The Southern Beardless Tyrannulet is 10.2 cm long, weighs 7.5g and often resembles a tiny Yellow-bellied Elaenia. The head is dark brown or grey with an erectile crest and pale supercilium. The upperparts are grey-green becoming paler on the rump. The wings are brown with yellow feather-edging and two whitish, yellowish or cinnamon wing bars. The tail, which regularly is held cocked, is brown, the throat grey, the breast yellowish, and the abdomen yellow. The bill is black, but at least the base of the lower mandible is pale.
Habitat and Distribution
This species is found in light forests, cultivation, gardens with trees and dry cerrado savanna. It breeds from Costa Rica through South America south to Paraguay, Bolivia, and Argentina.

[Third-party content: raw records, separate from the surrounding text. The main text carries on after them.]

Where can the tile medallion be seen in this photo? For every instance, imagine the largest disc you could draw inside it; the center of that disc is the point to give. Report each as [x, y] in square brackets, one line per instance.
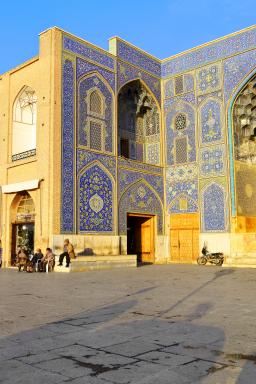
[211, 121]
[213, 161]
[86, 50]
[95, 208]
[68, 142]
[208, 79]
[213, 199]
[141, 198]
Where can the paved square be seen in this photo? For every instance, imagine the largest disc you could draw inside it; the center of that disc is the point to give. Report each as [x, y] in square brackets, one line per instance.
[152, 325]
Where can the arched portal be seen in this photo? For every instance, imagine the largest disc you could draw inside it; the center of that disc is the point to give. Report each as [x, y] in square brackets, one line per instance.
[138, 124]
[244, 139]
[23, 224]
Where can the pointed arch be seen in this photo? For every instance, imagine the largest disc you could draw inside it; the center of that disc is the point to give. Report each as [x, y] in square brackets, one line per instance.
[24, 118]
[95, 123]
[95, 191]
[180, 107]
[229, 113]
[140, 197]
[145, 85]
[139, 122]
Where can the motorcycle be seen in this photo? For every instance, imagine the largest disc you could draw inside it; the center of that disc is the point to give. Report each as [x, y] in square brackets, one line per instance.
[213, 258]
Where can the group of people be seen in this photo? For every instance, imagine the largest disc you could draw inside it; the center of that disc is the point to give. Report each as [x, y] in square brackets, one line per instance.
[38, 262]
[43, 263]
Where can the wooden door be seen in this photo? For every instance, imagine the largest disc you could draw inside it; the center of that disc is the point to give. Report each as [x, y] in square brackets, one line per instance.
[175, 245]
[186, 246]
[146, 242]
[184, 237]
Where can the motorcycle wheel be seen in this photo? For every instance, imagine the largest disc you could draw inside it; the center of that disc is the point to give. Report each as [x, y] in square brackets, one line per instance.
[201, 260]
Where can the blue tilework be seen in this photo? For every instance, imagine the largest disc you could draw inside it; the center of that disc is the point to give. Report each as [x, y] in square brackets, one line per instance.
[210, 121]
[133, 56]
[209, 79]
[187, 98]
[84, 86]
[67, 198]
[182, 181]
[87, 51]
[181, 173]
[95, 209]
[126, 73]
[128, 163]
[172, 133]
[215, 95]
[127, 177]
[83, 67]
[235, 69]
[213, 204]
[212, 161]
[192, 206]
[212, 52]
[142, 199]
[188, 81]
[85, 157]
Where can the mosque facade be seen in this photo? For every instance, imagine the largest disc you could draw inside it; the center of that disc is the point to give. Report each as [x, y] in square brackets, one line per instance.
[125, 154]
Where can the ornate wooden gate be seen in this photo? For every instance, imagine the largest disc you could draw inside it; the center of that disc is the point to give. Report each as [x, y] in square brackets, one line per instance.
[184, 237]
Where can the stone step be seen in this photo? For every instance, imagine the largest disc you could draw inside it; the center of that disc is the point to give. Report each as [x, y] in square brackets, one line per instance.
[90, 263]
[241, 260]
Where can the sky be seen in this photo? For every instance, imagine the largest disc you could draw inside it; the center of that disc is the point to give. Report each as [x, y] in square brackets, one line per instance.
[160, 27]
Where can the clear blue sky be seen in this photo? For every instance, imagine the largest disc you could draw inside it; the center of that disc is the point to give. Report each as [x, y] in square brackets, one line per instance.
[161, 27]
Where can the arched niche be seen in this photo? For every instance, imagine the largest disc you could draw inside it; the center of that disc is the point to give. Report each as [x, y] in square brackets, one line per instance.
[140, 198]
[22, 219]
[95, 113]
[138, 124]
[244, 143]
[214, 210]
[24, 124]
[95, 199]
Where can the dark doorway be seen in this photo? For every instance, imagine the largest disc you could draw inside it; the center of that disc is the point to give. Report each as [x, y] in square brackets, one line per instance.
[22, 236]
[140, 237]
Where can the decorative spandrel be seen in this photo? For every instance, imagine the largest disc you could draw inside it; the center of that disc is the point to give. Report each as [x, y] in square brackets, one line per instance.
[138, 124]
[244, 122]
[95, 210]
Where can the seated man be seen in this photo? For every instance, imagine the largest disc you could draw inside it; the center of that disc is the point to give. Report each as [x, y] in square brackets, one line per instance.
[68, 252]
[36, 259]
[48, 259]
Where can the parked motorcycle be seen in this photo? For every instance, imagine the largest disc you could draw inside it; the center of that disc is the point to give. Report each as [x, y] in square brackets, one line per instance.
[213, 258]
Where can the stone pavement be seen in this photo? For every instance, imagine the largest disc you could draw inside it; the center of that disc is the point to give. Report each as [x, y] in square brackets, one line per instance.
[151, 325]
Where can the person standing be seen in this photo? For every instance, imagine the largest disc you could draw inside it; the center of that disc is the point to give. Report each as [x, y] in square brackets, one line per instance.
[37, 258]
[48, 259]
[1, 253]
[68, 252]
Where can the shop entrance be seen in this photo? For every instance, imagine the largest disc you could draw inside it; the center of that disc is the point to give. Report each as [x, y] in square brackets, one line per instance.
[140, 237]
[23, 224]
[22, 237]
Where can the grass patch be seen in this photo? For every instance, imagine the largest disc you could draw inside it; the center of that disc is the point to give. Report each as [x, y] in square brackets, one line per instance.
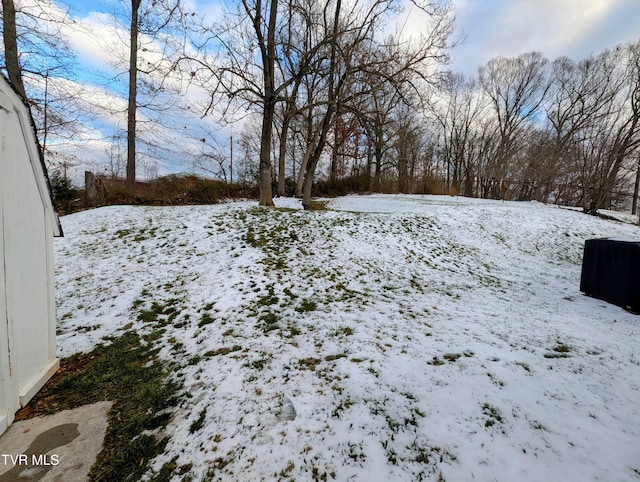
[127, 372]
[306, 305]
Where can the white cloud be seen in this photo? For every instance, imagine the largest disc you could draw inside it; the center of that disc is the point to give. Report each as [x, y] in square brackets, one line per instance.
[554, 27]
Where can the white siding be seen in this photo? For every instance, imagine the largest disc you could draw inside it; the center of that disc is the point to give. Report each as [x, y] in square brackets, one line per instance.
[27, 309]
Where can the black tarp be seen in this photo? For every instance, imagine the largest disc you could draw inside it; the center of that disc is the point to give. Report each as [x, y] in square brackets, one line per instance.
[611, 271]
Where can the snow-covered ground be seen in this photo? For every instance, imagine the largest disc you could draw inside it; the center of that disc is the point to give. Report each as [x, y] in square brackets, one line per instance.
[389, 338]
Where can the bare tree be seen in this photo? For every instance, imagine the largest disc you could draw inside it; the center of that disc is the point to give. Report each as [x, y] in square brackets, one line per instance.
[516, 88]
[10, 37]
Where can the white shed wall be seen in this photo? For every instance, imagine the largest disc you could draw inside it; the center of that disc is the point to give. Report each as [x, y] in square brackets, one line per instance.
[27, 308]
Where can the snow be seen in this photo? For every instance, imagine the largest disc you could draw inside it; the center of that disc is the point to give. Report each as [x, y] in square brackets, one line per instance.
[388, 338]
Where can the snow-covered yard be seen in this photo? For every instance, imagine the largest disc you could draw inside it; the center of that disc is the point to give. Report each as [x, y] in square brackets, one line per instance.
[389, 338]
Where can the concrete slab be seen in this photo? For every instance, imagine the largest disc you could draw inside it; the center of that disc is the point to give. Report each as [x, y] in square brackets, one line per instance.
[56, 448]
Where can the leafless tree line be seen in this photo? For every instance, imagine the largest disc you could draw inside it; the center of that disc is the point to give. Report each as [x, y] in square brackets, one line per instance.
[561, 131]
[330, 90]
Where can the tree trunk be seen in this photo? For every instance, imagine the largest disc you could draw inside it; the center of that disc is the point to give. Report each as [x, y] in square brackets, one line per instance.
[11, 46]
[133, 92]
[266, 190]
[268, 68]
[282, 156]
[634, 204]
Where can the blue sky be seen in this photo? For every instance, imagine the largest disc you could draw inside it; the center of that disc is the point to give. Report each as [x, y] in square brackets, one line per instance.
[573, 28]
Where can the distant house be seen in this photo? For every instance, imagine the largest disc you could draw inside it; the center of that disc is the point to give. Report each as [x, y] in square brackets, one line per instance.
[28, 224]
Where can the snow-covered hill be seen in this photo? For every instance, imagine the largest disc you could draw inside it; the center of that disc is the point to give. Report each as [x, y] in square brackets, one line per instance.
[387, 338]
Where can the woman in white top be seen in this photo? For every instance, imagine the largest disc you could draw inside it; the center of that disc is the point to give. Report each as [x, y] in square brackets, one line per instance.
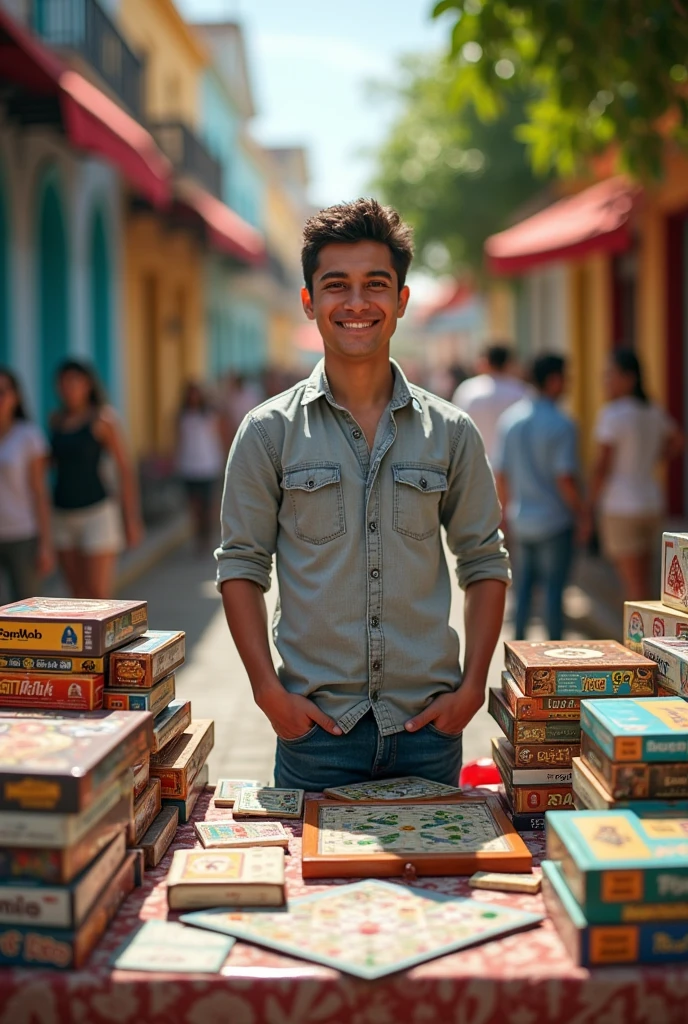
[200, 459]
[634, 437]
[26, 550]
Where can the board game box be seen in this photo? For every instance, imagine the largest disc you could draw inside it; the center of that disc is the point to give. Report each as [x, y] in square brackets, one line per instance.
[25, 901]
[604, 944]
[268, 802]
[146, 808]
[180, 762]
[26, 945]
[58, 625]
[671, 655]
[504, 757]
[633, 729]
[155, 700]
[34, 689]
[651, 619]
[636, 780]
[170, 724]
[405, 787]
[370, 929]
[226, 878]
[38, 828]
[675, 570]
[156, 842]
[592, 795]
[227, 835]
[583, 669]
[59, 761]
[553, 731]
[538, 709]
[185, 807]
[456, 836]
[610, 858]
[146, 660]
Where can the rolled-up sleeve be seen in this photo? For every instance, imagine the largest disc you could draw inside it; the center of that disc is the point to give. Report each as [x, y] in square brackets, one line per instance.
[250, 509]
[471, 512]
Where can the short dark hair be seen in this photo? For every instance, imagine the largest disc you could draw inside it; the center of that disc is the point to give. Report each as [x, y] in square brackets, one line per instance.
[545, 367]
[361, 220]
[498, 356]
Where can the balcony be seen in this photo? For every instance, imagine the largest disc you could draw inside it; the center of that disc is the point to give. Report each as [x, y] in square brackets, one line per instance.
[82, 26]
[188, 155]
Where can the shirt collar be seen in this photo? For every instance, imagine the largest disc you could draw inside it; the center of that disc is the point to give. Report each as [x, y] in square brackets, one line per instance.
[317, 386]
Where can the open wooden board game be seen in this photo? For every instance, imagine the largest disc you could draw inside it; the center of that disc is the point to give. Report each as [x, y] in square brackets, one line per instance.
[455, 836]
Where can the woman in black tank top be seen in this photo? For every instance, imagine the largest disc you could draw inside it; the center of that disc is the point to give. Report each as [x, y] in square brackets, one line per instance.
[88, 522]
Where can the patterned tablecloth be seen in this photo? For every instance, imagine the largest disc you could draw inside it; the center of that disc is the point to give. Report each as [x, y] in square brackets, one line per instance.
[523, 979]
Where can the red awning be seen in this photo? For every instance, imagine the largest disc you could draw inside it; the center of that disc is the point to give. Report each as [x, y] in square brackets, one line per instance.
[226, 231]
[92, 121]
[595, 220]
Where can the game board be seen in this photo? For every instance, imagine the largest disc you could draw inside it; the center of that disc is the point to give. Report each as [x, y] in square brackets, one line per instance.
[370, 929]
[407, 787]
[378, 838]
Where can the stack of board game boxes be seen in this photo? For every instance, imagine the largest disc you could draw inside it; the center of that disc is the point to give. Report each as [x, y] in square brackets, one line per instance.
[634, 756]
[539, 709]
[615, 886]
[66, 778]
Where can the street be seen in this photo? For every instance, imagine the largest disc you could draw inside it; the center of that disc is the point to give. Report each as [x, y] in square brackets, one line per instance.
[181, 595]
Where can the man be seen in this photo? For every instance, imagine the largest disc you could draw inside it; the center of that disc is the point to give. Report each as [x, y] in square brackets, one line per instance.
[347, 478]
[536, 470]
[489, 394]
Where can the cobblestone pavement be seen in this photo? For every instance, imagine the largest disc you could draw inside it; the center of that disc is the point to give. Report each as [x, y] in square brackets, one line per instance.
[181, 595]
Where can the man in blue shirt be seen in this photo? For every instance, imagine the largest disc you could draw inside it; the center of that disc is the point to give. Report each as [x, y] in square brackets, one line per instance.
[536, 470]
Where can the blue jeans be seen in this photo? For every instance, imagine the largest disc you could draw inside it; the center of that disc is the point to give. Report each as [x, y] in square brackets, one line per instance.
[318, 760]
[547, 562]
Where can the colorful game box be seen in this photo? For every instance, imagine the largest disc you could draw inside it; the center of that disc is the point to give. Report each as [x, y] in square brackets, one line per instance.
[60, 761]
[538, 709]
[635, 729]
[604, 944]
[146, 660]
[59, 625]
[671, 655]
[610, 858]
[583, 669]
[675, 570]
[553, 731]
[155, 700]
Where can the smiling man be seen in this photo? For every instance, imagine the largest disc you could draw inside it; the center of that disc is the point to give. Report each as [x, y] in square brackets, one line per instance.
[347, 479]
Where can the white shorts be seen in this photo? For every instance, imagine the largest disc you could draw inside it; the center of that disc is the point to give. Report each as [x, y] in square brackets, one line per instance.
[96, 529]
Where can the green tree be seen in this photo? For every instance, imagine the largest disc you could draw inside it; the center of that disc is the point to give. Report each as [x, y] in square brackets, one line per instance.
[601, 73]
[457, 178]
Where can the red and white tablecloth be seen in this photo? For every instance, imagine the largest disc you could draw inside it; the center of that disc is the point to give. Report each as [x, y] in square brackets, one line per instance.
[523, 979]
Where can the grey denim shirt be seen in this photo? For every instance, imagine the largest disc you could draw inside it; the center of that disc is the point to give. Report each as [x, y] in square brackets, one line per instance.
[362, 617]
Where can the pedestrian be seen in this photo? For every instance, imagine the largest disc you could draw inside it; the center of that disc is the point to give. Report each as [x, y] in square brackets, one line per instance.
[347, 478]
[90, 528]
[634, 437]
[491, 392]
[200, 458]
[536, 470]
[26, 548]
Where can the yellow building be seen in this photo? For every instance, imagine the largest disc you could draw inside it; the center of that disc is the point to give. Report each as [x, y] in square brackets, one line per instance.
[604, 268]
[163, 253]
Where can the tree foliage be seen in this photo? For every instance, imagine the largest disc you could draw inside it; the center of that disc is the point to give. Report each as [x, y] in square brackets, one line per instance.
[601, 73]
[454, 176]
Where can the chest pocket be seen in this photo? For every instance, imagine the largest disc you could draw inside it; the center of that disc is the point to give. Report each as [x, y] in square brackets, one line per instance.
[314, 491]
[418, 491]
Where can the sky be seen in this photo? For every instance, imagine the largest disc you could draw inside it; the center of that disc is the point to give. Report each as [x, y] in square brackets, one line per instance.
[310, 61]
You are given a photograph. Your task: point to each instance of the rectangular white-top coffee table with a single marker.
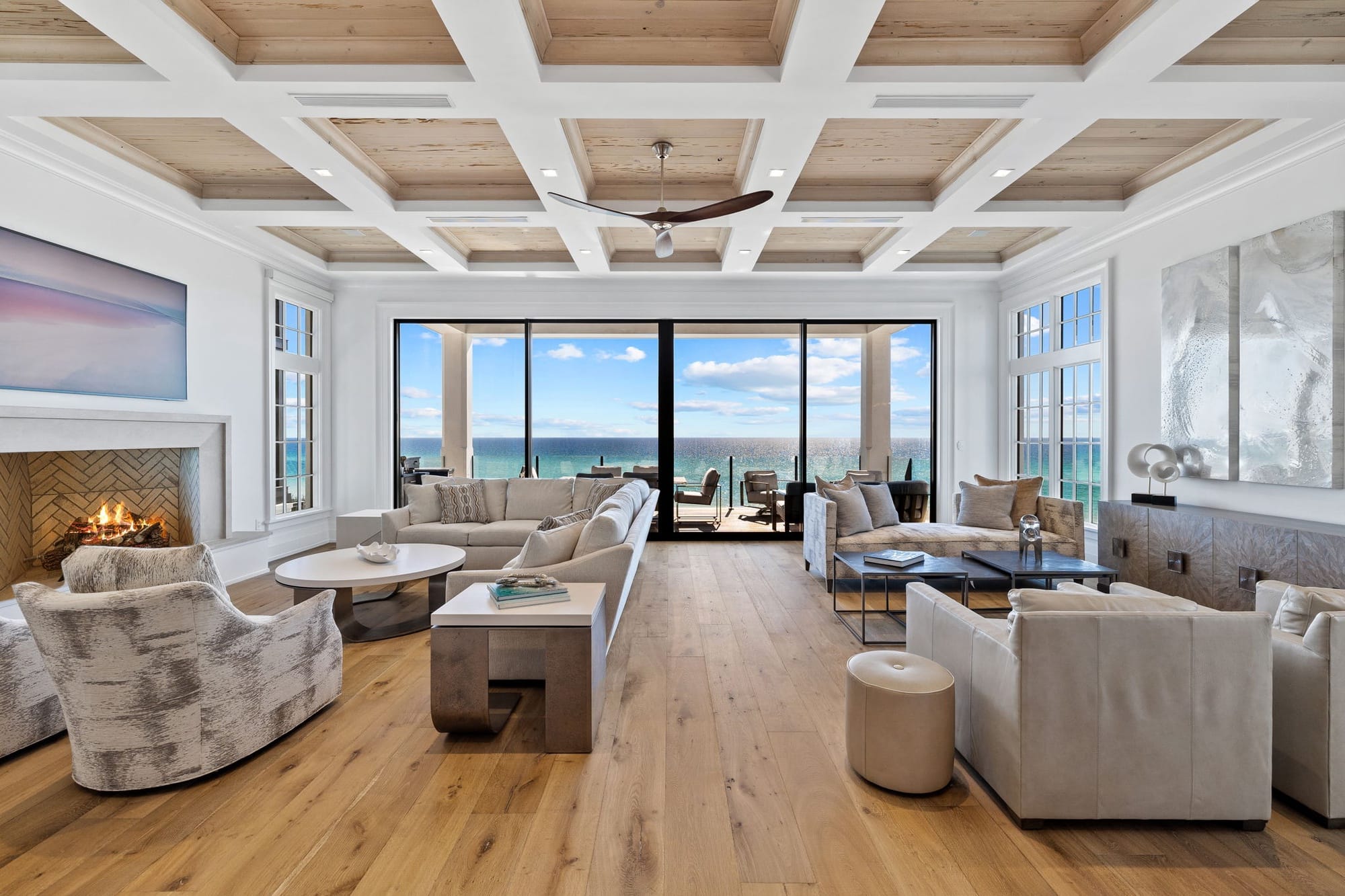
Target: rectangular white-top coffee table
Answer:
(576, 663)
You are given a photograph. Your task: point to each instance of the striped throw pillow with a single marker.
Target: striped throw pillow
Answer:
(566, 520)
(462, 502)
(601, 493)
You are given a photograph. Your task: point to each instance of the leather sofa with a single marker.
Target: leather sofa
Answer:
(1097, 713)
(1062, 530)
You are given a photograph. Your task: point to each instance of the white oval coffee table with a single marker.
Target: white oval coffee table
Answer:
(344, 571)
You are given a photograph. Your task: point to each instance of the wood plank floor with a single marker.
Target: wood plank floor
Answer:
(720, 768)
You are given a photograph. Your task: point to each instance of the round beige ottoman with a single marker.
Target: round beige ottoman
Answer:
(899, 720)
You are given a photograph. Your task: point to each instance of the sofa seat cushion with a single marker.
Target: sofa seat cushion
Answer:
(453, 534)
(506, 533)
(946, 540)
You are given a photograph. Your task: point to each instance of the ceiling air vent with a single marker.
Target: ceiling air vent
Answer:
(376, 100)
(479, 220)
(950, 103)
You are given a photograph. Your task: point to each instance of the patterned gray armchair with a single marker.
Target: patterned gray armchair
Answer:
(163, 682)
(29, 706)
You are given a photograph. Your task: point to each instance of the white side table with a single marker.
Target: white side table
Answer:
(357, 526)
(576, 665)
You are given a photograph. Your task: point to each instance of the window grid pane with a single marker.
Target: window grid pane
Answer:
(1034, 435)
(1081, 436)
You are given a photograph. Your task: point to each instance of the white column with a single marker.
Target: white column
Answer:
(458, 401)
(876, 399)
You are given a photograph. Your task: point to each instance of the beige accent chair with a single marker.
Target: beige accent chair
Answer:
(1309, 758)
(1108, 713)
(708, 495)
(761, 489)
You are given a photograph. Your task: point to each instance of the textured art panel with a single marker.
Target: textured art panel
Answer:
(1200, 364)
(1293, 313)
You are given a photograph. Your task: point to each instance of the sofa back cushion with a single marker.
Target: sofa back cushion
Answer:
(987, 506)
(423, 501)
(1301, 604)
(539, 498)
(1026, 497)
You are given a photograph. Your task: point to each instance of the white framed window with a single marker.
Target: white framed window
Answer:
(298, 403)
(1056, 374)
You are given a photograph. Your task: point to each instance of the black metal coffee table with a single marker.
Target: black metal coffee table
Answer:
(930, 569)
(1052, 567)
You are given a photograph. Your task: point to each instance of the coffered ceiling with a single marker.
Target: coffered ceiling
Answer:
(911, 136)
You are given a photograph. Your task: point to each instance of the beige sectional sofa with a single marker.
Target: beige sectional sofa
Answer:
(1101, 712)
(1062, 530)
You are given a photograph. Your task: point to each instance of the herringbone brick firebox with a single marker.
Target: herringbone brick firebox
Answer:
(41, 493)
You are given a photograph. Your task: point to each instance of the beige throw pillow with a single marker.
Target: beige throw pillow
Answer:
(1024, 501)
(987, 506)
(1301, 604)
(462, 502)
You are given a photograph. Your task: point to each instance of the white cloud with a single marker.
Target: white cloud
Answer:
(566, 352)
(903, 350)
(833, 349)
(631, 356)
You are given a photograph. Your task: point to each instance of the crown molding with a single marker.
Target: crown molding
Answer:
(98, 182)
(1048, 266)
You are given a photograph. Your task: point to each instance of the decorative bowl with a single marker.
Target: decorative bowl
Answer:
(377, 552)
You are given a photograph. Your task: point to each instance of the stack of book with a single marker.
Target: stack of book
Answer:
(509, 596)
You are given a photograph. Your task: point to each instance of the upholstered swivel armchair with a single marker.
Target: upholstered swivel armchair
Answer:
(167, 682)
(29, 706)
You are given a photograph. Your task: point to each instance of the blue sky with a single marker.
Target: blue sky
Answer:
(609, 386)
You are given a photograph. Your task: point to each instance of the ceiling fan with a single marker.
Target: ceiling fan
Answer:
(664, 221)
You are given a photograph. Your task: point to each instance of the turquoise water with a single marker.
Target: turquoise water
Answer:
(829, 458)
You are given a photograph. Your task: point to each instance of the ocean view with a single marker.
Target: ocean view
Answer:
(829, 458)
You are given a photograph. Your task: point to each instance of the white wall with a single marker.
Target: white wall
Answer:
(225, 311)
(365, 311)
(1305, 190)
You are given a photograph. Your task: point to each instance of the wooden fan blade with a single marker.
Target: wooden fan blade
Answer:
(588, 206)
(662, 244)
(719, 209)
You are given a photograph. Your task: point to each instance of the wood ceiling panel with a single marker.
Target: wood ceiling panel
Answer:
(1278, 33)
(223, 161)
(1113, 159)
(884, 159)
(439, 158)
(989, 245)
(703, 166)
(329, 32)
(508, 244)
(689, 244)
(340, 244)
(820, 245)
(45, 32)
(995, 32)
(653, 33)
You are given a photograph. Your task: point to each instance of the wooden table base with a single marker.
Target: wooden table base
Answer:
(353, 630)
(576, 665)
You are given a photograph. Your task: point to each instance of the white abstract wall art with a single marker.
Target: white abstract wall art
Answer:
(1200, 364)
(1292, 338)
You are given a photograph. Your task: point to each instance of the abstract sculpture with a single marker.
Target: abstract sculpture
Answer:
(1030, 536)
(1164, 467)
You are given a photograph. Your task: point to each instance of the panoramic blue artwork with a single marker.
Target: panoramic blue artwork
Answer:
(72, 322)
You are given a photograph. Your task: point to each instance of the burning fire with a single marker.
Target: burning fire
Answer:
(108, 525)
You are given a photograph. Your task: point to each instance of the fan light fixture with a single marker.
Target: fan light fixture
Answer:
(664, 221)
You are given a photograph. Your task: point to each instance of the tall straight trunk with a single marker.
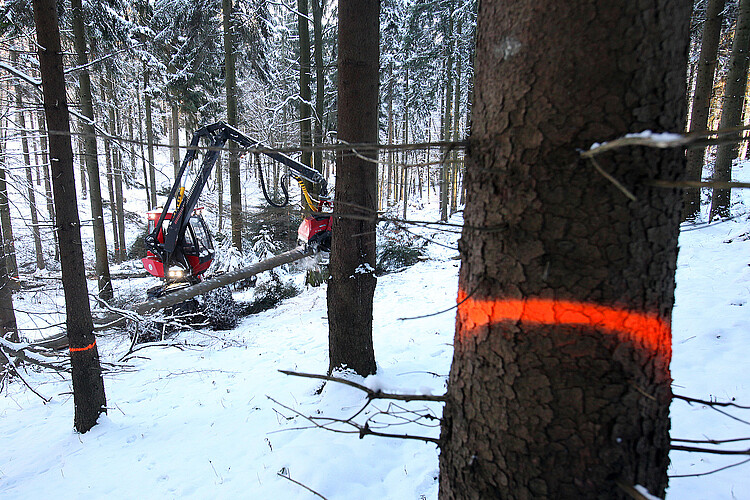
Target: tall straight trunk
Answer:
(8, 248)
(47, 183)
(92, 157)
(8, 327)
(731, 110)
(317, 8)
(116, 198)
(235, 193)
(560, 384)
(146, 182)
(108, 155)
(455, 167)
(131, 138)
(352, 283)
(175, 134)
(21, 117)
(149, 135)
(704, 84)
(88, 387)
(405, 165)
(118, 168)
(390, 139)
(220, 191)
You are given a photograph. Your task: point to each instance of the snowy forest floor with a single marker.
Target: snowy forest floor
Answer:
(195, 420)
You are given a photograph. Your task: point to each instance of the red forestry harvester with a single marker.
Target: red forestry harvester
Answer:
(178, 243)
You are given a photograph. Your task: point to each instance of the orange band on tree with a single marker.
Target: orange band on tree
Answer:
(646, 328)
(79, 349)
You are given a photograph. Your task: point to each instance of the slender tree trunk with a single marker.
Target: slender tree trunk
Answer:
(92, 157)
(149, 135)
(118, 167)
(9, 248)
(88, 387)
(455, 167)
(352, 283)
(235, 193)
(731, 110)
(116, 198)
(317, 8)
(560, 383)
(8, 328)
(47, 183)
(220, 191)
(82, 162)
(445, 167)
(21, 117)
(146, 182)
(701, 102)
(305, 112)
(390, 138)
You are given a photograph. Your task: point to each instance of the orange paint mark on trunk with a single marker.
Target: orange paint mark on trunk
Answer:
(645, 328)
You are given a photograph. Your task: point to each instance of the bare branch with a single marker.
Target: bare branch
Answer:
(370, 393)
(709, 403)
(696, 449)
(712, 471)
(15, 370)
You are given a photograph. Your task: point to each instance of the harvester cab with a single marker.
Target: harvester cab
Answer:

They are active birds, feeding in a vireo- or warbler-like fashion on insects, spiders and berries. Animal prey is either picked out of the air or off plants with a dedicated sally flight, or gleaned from vegetation.
Southern Beardless Tyrannulets make a domed nest out of plant fibre or leaves with a side entrance. The nest is placed by a tree fork, usually near a wasp nest, which presumably provides some protection from predators. The typical clutch is two white eggs, which are marked with rufous and lilac mostly at the larger end. Incubation by the female is 14 to 15 days to hatching, with another 17 days to fledging.
Calls and Songs
The call of this bird is a loud whistled TLEEE-tee-tee-tee. In courtship they give a churring pee-chrrr-pee-chrrr call.